Charity Commission inquiry into Brighton Mosque & Muslim Community Centre

The Charity Commission has opened a statutory inquiry into Brighton Mosque & Muslim Community Centre. Earlier this year, the Commission issued the charity with an Official Warning after a former trustee was convicted of encouraging terrorism in a speech given on the charity’s premises. The Commission determined that the trustees knew or ought to have known the risk that this individual posed to the charity and set out the actions that trustees should take to protect the charity and its beneficiaries from abuse. However, due to an ongoing dispute at the charity about control of its administration and management, the Commission’s view is that there is an increased risk that appropriate actions will not be taken to protect the charity from further undue risk of harm and it has therefore appointed an Interim Manager – to the exclusion of the parties in dispute – to take charge of the management and operation of the charity and to identify and appoint new trustees.

The inquiry opened on 3 August will examine the administration, governance and management of the charity and in particular:

  • whether the trustees have been properly appointed and/or removed at the charity since autumn 2021, in accordance with its governing document;
  • whether there is an accurate and clear understanding at the charity about establishing its members, including in terms of notifying and consulting with members about all relevant events at the charity;
  • whether the trustees have learnt from the issues which led to the charity receiving an Official Warning from the Commission in May 2022 and are willing and able to further the charity’s objects appropriately;
  • whether the charity’s income and expenditure have been properly accounted for since autumn 2021 as part of appropriate financial management; and
  • whether the charity’s expenditure has been used to carry out activities that exclusively furthered a charitable purpose.

The Commission may extend the scope of the inquiry if additional issues emerge.

Baby names in England and Wales 2021

It’s that time of year when the ONS publishes data on the most popular first names for baby boys and girls in England and Wales in the previous year, on the basis of birth registration data.
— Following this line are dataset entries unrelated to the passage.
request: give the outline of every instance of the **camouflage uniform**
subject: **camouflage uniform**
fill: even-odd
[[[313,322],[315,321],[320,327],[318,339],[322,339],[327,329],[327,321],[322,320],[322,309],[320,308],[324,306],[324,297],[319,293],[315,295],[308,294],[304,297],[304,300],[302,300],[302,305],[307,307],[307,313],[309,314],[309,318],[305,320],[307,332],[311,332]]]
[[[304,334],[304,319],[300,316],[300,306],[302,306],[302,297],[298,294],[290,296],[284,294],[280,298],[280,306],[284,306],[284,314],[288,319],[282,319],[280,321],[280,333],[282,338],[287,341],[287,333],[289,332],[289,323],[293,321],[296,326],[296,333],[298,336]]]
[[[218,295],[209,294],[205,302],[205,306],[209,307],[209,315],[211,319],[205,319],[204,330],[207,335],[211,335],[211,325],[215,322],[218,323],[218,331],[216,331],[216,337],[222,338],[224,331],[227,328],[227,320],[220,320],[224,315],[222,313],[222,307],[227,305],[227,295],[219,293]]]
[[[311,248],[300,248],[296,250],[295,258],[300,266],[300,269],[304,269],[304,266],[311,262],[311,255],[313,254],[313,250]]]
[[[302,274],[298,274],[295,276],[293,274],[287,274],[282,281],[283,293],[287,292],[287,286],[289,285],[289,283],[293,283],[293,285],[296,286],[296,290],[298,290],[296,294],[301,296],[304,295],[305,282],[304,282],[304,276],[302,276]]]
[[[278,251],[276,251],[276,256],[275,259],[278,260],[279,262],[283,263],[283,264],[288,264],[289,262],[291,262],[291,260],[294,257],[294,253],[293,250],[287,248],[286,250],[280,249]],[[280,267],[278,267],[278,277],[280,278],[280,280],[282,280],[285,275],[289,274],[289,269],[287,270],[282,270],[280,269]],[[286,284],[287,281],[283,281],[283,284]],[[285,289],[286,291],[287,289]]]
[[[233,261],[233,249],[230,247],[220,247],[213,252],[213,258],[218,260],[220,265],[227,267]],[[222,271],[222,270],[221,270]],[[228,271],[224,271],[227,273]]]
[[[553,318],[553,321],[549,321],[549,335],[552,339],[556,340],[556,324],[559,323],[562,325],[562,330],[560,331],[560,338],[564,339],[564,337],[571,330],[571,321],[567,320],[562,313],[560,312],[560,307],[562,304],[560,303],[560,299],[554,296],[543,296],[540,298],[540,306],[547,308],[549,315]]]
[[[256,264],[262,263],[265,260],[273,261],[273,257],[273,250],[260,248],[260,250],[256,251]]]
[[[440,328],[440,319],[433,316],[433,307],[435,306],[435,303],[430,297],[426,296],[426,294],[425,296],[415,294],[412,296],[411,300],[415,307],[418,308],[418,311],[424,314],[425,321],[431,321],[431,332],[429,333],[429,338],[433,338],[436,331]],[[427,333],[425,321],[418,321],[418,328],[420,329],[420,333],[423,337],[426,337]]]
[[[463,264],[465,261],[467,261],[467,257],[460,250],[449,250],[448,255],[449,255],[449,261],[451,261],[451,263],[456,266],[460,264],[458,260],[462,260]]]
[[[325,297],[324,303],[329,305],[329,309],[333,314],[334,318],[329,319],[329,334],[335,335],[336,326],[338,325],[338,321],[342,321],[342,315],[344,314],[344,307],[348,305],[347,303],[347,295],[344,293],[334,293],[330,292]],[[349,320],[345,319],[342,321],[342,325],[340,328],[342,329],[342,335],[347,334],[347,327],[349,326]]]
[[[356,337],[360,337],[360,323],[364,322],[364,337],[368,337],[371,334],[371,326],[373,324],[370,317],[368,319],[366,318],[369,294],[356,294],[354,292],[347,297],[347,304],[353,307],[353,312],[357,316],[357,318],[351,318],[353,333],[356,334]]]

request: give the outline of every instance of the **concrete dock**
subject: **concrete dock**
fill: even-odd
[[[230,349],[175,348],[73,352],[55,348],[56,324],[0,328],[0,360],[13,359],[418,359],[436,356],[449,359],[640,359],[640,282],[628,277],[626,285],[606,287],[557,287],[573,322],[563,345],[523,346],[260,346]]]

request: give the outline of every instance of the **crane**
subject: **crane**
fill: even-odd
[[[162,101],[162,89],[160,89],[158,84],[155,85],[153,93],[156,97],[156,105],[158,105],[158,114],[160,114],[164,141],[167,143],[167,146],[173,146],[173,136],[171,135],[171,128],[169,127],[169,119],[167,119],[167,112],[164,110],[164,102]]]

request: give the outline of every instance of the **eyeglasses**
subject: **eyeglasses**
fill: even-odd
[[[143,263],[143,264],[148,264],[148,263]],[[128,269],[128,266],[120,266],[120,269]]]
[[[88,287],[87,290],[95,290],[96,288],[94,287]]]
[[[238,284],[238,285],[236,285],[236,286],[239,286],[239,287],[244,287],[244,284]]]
Whilst this has very little, if anything, to do with “law and religion”, it is timely to reprise our post Naming Children: England and Wales, 2013. This, too, coincided with the publication of the annual ONS data, although it focused on the restrictions in place under secular and ecclesiastical law. As such it has remained a popular source of reference and still ranks as the “all-time” 7th most-read post.

Quick Links

And finally…I

Please, no. In these jurisdictions, an unqualified reference to “The Supreme Court” is (or should be) a reference to the court that sits in the old Middlesex Guildhall: the Supreme Court of the United Kingdom, aka “UKSC” in neutral citations. If you are referring to the Supreme Court of the United States (or of Canada or of India or wherever) you should say so. Key Stage 1 constitutional law.

And finally…II

This week, The Casting Collective put out an urgent call for “REAL Vicars for a major production shooting in Gloucestershire in early November 2022”. The criteria were: “All ages, ethnicities and genders welcome to apply as long as you are a REAL Vicar. Good rates of pay, you must be 17+ with a valid NI number”. These are clearly broader in scope than Canon C 3 Of the ordination of priests and deacons, and despite the Archbishop of Canterbury’s comment on the Church’s inability to prevent them from using the title ‘the Reverend’ or even wearing a clerical collar”, we would caution against using the term “self-styled bishop“.

(And, presumably, rectors, residentiary canons and the like need not apply – even if they are seventeen or older.)